Outside of maths he enjoys singing (was very excited to find out there was a maths choir), playing video games, playing board/card games and ringing church bells.

Project title:
Mathematical Methods for Ptychography Imaging

Supervisor(s):
Sergey Dolgov, Mohammad Golbabaee (University of Bristol), Darren Batey (Diamond Light Source), Margaret Duff (STFC)

Project description:
Ptychography is a method of recovering the phase and amplitude of an image via an inverse Fourier transform problem. The method can be used to reconstruct images that are noisy and have low resolution. The Ptychographical Iterative Engine (PIE) is a phase retrieval algorithm that can perform this method. There are several different iterations of this algorithm such as parallel PIE (pPIE), extended PIE (ePIE), regularized PIE (rPIE) and momentum-accelerated PIE (mPIE).

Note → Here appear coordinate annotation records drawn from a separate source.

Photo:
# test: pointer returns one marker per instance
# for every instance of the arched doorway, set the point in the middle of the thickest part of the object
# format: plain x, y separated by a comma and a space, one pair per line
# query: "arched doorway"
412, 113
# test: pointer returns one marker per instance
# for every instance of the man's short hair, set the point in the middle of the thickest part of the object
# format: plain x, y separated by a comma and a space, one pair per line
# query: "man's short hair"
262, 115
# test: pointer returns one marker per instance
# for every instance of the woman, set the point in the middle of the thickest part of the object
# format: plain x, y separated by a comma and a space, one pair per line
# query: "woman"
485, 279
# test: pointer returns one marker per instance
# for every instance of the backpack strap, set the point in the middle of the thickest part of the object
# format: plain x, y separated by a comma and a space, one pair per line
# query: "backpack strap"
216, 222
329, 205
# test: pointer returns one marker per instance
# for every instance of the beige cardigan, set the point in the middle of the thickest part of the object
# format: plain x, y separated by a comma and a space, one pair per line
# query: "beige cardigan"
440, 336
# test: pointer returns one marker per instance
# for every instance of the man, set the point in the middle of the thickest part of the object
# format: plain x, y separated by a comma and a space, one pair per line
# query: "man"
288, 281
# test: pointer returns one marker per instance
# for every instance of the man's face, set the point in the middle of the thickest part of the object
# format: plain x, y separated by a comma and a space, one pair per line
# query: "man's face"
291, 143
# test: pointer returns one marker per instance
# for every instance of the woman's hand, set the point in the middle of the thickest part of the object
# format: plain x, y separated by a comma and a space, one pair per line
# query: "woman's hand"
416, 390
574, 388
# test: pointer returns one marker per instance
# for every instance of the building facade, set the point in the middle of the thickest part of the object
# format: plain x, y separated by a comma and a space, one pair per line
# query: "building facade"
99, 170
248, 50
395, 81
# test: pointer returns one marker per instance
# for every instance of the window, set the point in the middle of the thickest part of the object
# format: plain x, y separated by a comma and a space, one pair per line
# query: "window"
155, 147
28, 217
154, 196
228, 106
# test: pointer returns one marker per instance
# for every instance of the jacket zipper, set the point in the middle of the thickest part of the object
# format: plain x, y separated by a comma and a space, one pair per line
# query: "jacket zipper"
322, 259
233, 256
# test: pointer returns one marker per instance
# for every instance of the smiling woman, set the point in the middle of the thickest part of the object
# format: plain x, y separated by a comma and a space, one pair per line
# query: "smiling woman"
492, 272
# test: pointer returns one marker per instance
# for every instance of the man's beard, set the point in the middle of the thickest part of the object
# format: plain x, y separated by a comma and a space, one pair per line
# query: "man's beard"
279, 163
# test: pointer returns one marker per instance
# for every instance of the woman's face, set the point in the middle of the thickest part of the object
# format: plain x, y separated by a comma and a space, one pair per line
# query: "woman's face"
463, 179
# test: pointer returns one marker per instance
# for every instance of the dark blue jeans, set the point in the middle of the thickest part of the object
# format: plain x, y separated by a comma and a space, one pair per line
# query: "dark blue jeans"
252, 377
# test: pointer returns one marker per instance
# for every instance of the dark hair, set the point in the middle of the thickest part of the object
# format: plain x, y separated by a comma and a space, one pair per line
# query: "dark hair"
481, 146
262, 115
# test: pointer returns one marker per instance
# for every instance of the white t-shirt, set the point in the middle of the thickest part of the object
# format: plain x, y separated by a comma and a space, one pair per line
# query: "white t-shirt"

My aim is to develop, test and analyse algorithms for recovering full ptychography images from undersampled data, particularly in tomography, which consists of many similar images at slightly different angles, and/or spectral ptychography at multiple beam energies.  Further aims will be looking at regularisation and relaxation techniques when applied to the optimisation problems underlying ptychography and tomography. In particular, similar images in (spectral) tomography can be approximated by a low-rank matrix or tensor. If time permits, the project will consider uncertainty quantification (such as Bayesian inference) if the noise in the image is large, for example, in the case of low photon counts.